Why I’m staying in New York
The first “Why I’m Leaving New York” personal essay probably appeared in 1967, when Joan Didion penned her iconic “Goodbye to All That.” While Didion set the standard, more recently such essays have become so prevalent, they are a meme.
“All that” was before the pandemic. For the past several days, New York City has become a markedly different place. It doesn’t resemble the city any of those essays chronicled. Pedestrians are absent from sidewalks that would normally be overwhelmed in the early spring. Bars and theaters are dead. Offices are closed. Universities are shuttered; students have returned home. Those of us who are not deemed “essential” sit in our homes, watching the numbers. Total positive cases. Total tests. Growth rate. Hospitalization rate. Mortality rate.
I live with my wife and two children in Flatbush, Brooklyn. Apart from a daily walk — typically to Holy Cross Cemetery — we are staying inside. As the numbers grow and it has become clear that New York City is the epicenter of the American battle against COVID19, I’m getting plenty of text messages and emails from friends living elsewhere. Many are variations on the same basic question: “Have you thought about leaving the city?”
I get it. To the outside world, everything that happens in New York is on an impossible scale, just like the size of our population and the scale of our skyscrapers. There are now more positive COVID-19 cases in New York than there are people in the small Virginia town where I spent much of my youth. Twice the number of people have died here as attended my high school.
And of course, the images and stories are amplified because this is the media capital of the world. Pictures of crowded hospitals, of national guard troops deployed, of refrigerated trailers waiting to collect the dead. What a scene.

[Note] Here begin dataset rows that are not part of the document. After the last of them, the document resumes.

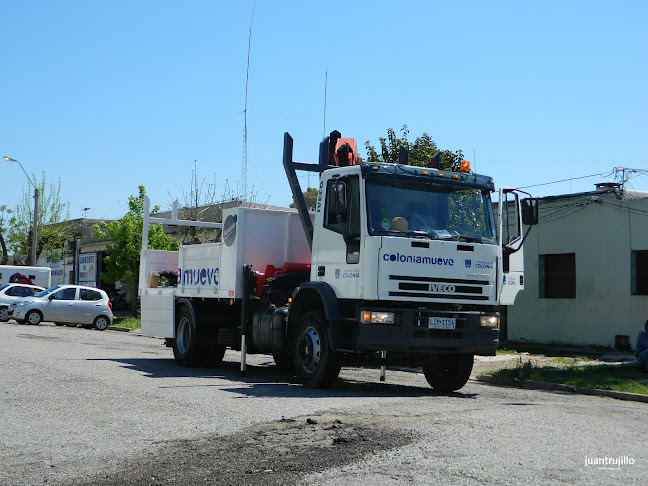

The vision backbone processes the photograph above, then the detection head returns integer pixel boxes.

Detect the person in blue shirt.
[635,321,648,373]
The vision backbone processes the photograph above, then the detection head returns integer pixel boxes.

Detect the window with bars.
[632,250,648,295]
[540,253,576,299]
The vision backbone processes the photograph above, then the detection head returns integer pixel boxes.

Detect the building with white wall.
[506,184,648,348]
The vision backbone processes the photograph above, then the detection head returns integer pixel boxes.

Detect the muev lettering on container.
[178,268,219,287]
[383,253,454,267]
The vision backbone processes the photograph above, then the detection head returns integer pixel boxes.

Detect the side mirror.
[521,198,538,226]
[332,182,347,214]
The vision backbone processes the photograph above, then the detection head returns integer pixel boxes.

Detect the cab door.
[43,287,78,323]
[497,187,524,305]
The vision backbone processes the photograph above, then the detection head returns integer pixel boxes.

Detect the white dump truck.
[139,132,537,391]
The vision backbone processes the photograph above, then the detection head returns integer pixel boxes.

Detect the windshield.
[367,178,495,244]
[34,285,61,297]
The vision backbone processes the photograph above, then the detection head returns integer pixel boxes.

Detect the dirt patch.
[66,414,416,486]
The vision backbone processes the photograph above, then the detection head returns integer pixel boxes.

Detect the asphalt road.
[0,321,648,486]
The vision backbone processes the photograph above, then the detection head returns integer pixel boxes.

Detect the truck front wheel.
[293,311,341,388]
[423,354,474,391]
[173,305,209,366]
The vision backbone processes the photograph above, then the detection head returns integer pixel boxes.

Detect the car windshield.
[367,177,495,244]
[34,285,61,297]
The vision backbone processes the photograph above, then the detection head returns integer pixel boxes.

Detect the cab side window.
[324,176,360,263]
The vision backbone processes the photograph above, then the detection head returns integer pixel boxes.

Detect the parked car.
[9,285,113,331]
[0,284,45,322]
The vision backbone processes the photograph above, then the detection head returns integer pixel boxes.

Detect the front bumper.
[334,308,499,356]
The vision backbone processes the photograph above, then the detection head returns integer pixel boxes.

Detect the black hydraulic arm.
[284,132,329,250]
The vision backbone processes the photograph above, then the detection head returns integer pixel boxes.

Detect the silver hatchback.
[9,285,113,331]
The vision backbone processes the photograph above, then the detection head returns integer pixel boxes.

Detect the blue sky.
[0,0,648,218]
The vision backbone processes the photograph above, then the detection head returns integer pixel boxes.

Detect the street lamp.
[3,155,38,266]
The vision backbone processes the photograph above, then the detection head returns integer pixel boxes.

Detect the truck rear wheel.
[293,311,341,388]
[173,305,209,366]
[423,354,474,391]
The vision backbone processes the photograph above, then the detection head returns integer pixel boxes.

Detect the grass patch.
[492,362,648,395]
[113,316,142,329]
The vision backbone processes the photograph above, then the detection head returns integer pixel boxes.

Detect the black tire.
[92,316,110,331]
[272,353,295,370]
[292,311,341,388]
[25,311,43,326]
[423,354,474,391]
[173,305,210,367]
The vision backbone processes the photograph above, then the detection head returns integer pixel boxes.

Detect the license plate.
[428,317,457,329]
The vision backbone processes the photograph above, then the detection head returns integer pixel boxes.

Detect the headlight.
[360,311,394,324]
[479,316,499,329]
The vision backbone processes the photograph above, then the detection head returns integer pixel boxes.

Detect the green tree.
[290,187,318,211]
[7,172,75,265]
[365,125,463,172]
[93,186,178,311]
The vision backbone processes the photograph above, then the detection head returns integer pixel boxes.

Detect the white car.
[9,285,113,331]
[0,284,45,322]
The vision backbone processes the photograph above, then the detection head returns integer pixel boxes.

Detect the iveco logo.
[430,284,455,294]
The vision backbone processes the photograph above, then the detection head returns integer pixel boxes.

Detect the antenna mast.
[241,0,256,201]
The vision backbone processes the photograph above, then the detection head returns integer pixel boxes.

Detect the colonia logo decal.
[383,253,454,267]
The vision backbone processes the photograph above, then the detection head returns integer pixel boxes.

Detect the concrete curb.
[477,375,648,403]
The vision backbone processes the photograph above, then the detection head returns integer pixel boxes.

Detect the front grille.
[389,275,490,300]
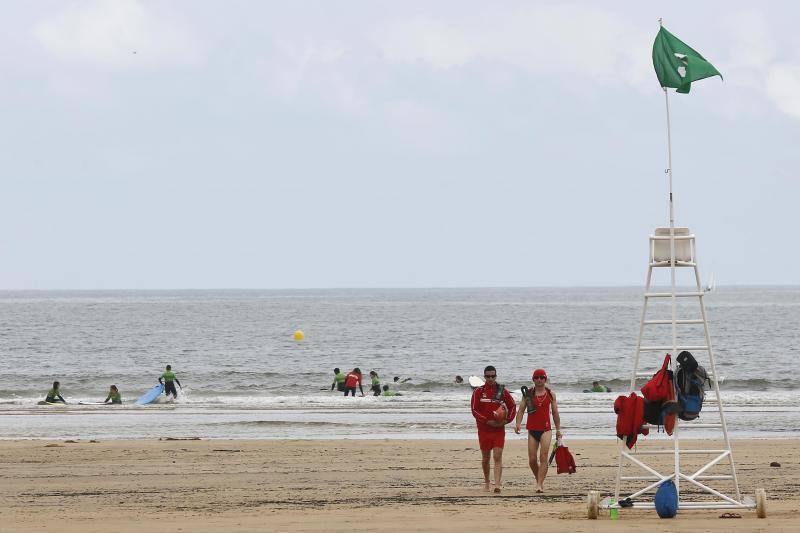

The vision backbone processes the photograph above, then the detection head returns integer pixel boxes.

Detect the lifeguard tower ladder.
[588,228,766,518]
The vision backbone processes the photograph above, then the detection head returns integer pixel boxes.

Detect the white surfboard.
[136,383,164,405]
[468,376,486,388]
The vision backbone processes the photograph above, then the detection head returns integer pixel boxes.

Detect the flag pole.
[658,19,678,356]
[658,18,681,501]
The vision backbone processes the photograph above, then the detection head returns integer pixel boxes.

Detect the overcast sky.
[0,0,800,289]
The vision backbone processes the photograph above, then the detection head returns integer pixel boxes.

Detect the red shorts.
[478,430,506,452]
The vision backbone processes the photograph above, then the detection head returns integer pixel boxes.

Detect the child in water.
[369,370,381,396]
[44,381,67,403]
[103,385,122,404]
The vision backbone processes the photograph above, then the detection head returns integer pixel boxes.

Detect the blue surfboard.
[136,383,164,405]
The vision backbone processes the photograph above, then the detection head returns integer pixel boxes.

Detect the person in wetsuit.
[331,367,347,392]
[514,368,561,492]
[344,367,364,397]
[369,370,381,396]
[158,365,183,399]
[44,381,67,403]
[103,385,122,404]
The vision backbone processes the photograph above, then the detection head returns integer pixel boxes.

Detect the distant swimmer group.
[39,365,183,405]
[322,367,411,396]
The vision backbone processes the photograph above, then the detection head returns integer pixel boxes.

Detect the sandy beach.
[0,436,800,533]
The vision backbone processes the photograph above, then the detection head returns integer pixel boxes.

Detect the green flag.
[653,26,722,93]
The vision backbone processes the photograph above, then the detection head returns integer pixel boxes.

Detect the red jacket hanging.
[614,392,650,449]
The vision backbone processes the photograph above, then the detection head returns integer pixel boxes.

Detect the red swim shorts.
[478,431,506,452]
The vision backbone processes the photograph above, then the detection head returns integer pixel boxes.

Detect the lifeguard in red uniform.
[472,365,517,492]
[514,368,561,492]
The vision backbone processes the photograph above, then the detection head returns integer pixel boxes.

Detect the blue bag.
[653,479,678,518]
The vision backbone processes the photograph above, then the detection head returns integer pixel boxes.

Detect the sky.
[0,0,800,290]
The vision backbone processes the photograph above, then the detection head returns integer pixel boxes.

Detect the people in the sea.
[383,385,396,396]
[344,367,364,397]
[514,368,561,493]
[331,367,347,392]
[103,385,122,404]
[471,365,517,492]
[44,381,67,403]
[158,365,183,399]
[369,370,381,396]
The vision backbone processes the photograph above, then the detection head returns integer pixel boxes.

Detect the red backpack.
[642,354,675,402]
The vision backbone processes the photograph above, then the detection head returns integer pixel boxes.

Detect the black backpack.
[675,350,710,420]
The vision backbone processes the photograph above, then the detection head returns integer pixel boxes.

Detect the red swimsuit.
[525,391,551,431]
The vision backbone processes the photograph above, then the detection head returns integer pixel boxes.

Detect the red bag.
[642,354,675,402]
[556,446,575,474]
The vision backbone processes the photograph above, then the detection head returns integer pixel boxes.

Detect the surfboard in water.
[469,376,484,388]
[136,383,164,405]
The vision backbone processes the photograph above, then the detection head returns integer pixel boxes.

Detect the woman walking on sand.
[514,368,561,493]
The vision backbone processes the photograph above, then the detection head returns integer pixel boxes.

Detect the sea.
[0,286,800,439]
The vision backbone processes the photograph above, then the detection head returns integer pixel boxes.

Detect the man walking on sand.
[471,365,517,493]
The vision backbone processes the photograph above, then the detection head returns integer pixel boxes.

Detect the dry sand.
[0,435,800,533]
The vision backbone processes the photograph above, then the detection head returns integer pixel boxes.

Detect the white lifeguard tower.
[587,19,766,518]
[588,227,766,518]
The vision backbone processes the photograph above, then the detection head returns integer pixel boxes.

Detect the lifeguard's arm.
[550,392,561,436]
[470,387,489,424]
[514,394,528,433]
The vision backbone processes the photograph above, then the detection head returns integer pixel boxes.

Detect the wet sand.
[0,434,800,533]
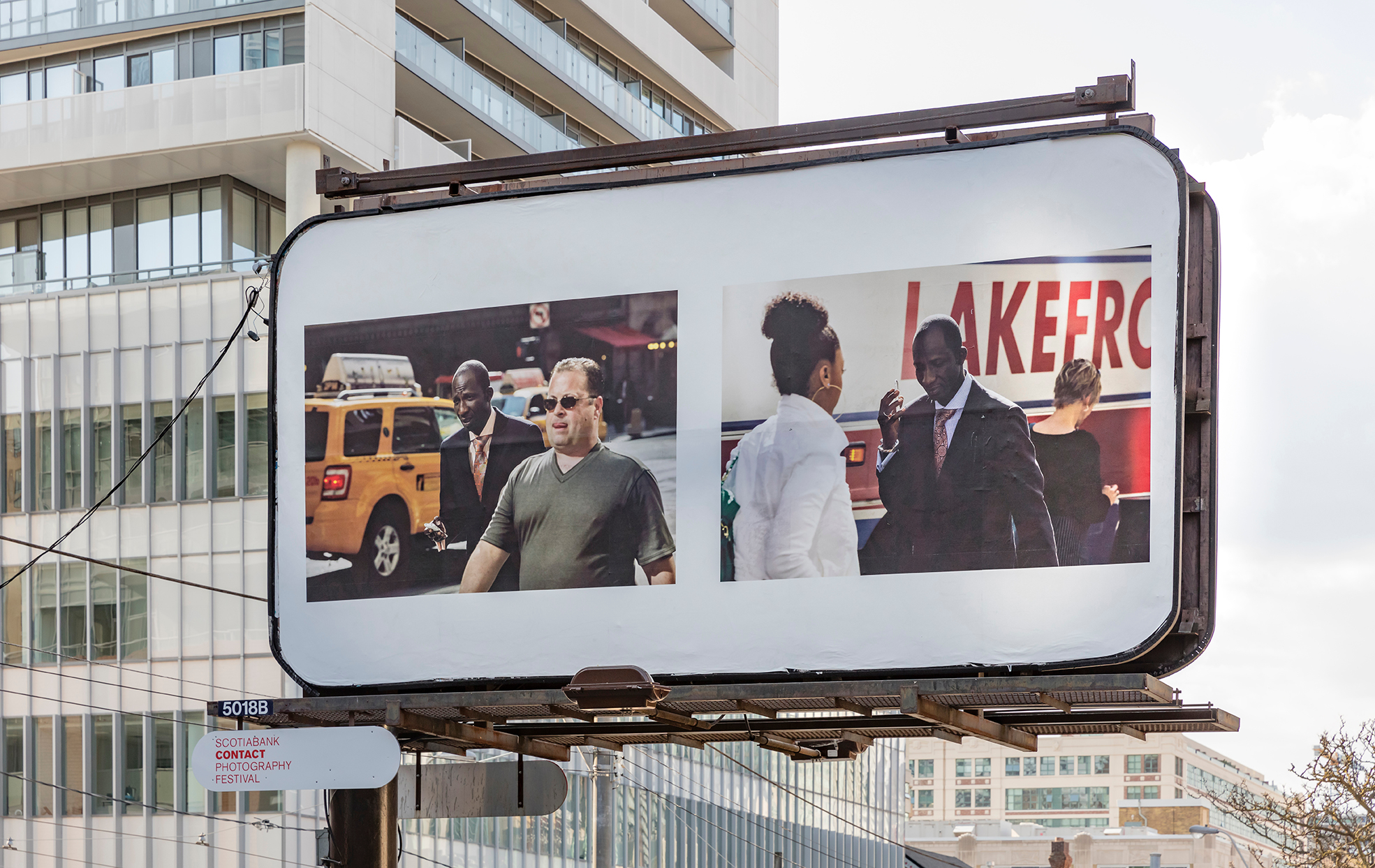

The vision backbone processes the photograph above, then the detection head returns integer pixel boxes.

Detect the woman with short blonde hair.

Plenty of people are indeed leaving the city. Many of them are wealthy, fleeing to vacation homes. Some rich financiers have sent their families away and are now faced with the unthinkable prospect of cleaning their own apartments. But in the long run, we may see more people at all income levels scared of the virus voluntarily come to the conclusion that it’s no longer best to go on living in such a big city.
I won’t be among them. This pandemic has reminded me again why I love New York — a city of strivers and survivors, of immigrants and ideas. It seems to me that in this moment of mortal fear,
New York City stands for life. It is filled with people and stories and genius. In days, it has built hundreds of new hospital beds, including an emergency hospital in Central Park; established its own local manufacturing supply chain for protective gear; and organized dozens of mutual aid efforts and resources.
And we have our own poignant urban moments — balcony singalongs (though some of them may elicit a
Bronx cheer), street weddings and even a first date via drone. At a time we must stay physically apart, I imagine how much we will appreciate being together again when the restrictions lift.
To be sure, there is a lot of pain and suffering ahead of us.
But like the experience of resilience and rebirth after the 9/11 attacks or the devastation of Superstorm Sandy, for many of us this experience will bind us even closer to the city, to our neighbors, to our families and to the experiment we are all engaged in here together. It seems to me that the true “golden rhythm” of New York — to commandeer Didion’s phrase — is not born of enchantment in its many pleasures but of the cycle of pain, loss and rebirth that we all endure together.
Like most New Yorkers right now, I’m sure of one thing: I don’t want to leave it.
Hendrix is executive director of NYC Media Lab. The opinions expressed here are his own.